I am trying to calculate the total number of times a particular term occurs throughout an entire index (term collection frequency). I have attempted to do so through the use of term vectors, however this is restricted to a single document. Even in the case of terms that exist within a specified document, the response seems to max out at a certain doc_count (within field_statistics) which makes me doubtful of its accuracy.
Request:
http://myip:9200/clinicaltrials/trial/AVmk-ky6XMskTDwIwpih/_termvectors?term_statistics=true
The document id being used here is "AVmk-ky6XMskTDwIwpih", although the term statistics should not be specific to a document.
Response:
This is what I get for the term "cancer" for one of the fields:
"cancer" : {
"doc_freq" : 5297,
"ttf" : 10587,
"term_freq" : 1,
"tokens" : [
{
"position" : 15,
"start_offset" : 115,
"end_offset" : 121
}
]
},
If I total the ttf for all fields, I get 18915. However, the actual total term frequency for "cancer" is in fact 542829. This leads me to believe that it is limiting the term_vector stats to a subset of documents within the index.

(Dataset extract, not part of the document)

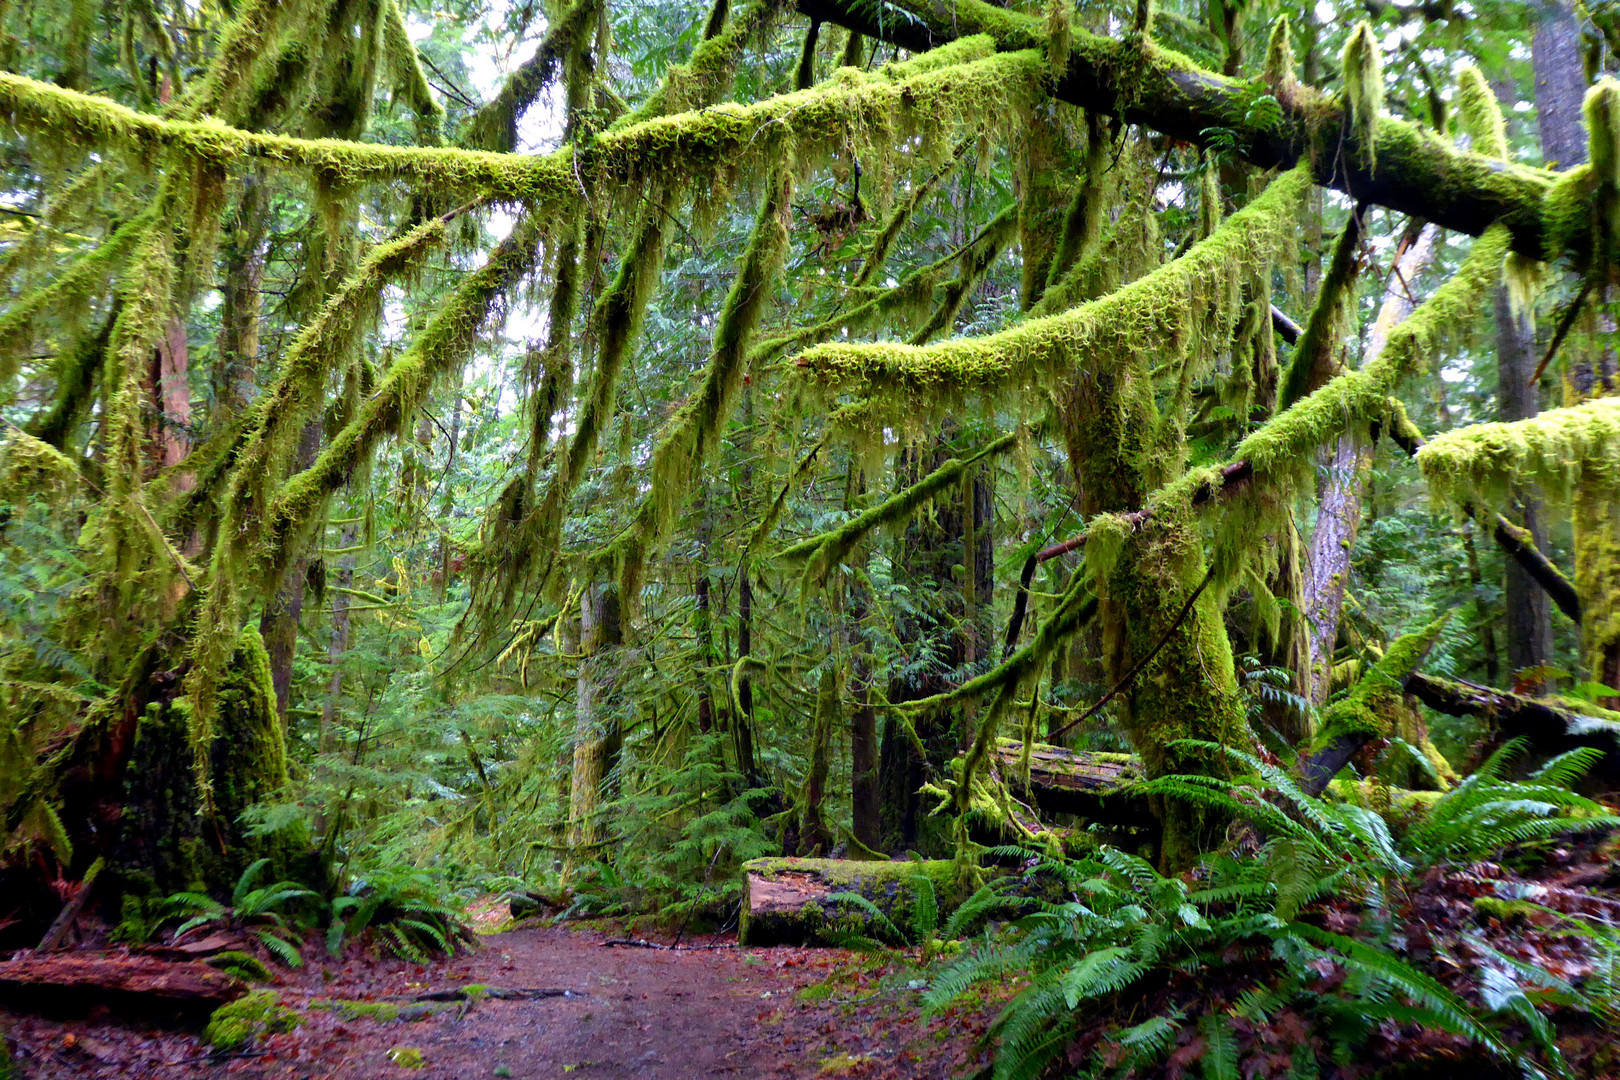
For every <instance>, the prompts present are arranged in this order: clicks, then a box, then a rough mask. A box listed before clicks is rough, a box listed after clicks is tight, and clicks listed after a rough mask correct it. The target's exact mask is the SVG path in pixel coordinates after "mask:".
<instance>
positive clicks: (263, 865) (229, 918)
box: [167, 858, 316, 967]
mask: <svg viewBox="0 0 1620 1080" xmlns="http://www.w3.org/2000/svg"><path fill="white" fill-rule="evenodd" d="M269 865H271V860H267V858H261V860H256V861H253V863H251V865H249V866H248V868H246V870H245V871H241V878H238V879H237V887H235V889H232V894H230V905H228V907H227V905H224V904H220V902H219V900H215V899H214V897H211V895H207V894H206V892H177V894H173V895H172V897H168V900H167V904H168V908H170V912H172V913H173V915H175V916H180V918H181V920H183V921H181V923H180V926H177V928H175V941H177V942H178V941H181V939H183V938H186V936H188V934H191V933H194V931H199V929H204V928H211V929H225V931H237V933H241V934H246V936H248V938H251V939H254V941H258V942H259V944H261V946H264V947H266V949H267V950H269V952H271V954H272V955H275V957H277V959H280V960H282V962H283V963H287V967H300V965H301V963H303V959H301V957H300V955H298V934H296V931H295V929H293V926H290V925H288V921H287V916H285V915H283V912H282V908H285V907H287V905H288V904H295V902H298V900H311V899H314V895H316V894H314V892H311V891H309V889H305V887H303V886H300V884H298V882H293V881H277V882H272V884H267V886H259V887H254V882H256V881H258V879H259V878H261V876H262V874H264V871H266V868H269Z"/></svg>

Any advice here would be greatly appreciated.
The reason for the difference in the count is because term vectors are not accurate unless the index in question has a single shard. For indexes with multiple shards, the documents are distributed all over the shards, hence the frequency returned isn't the total but from a randomly selected shard.
Thus, the returned frequency is just a relative measure and not the absolute value you expect. see the Behaviour section. To test this, you can create a single shard index and request the frequency (it should give you the actual total).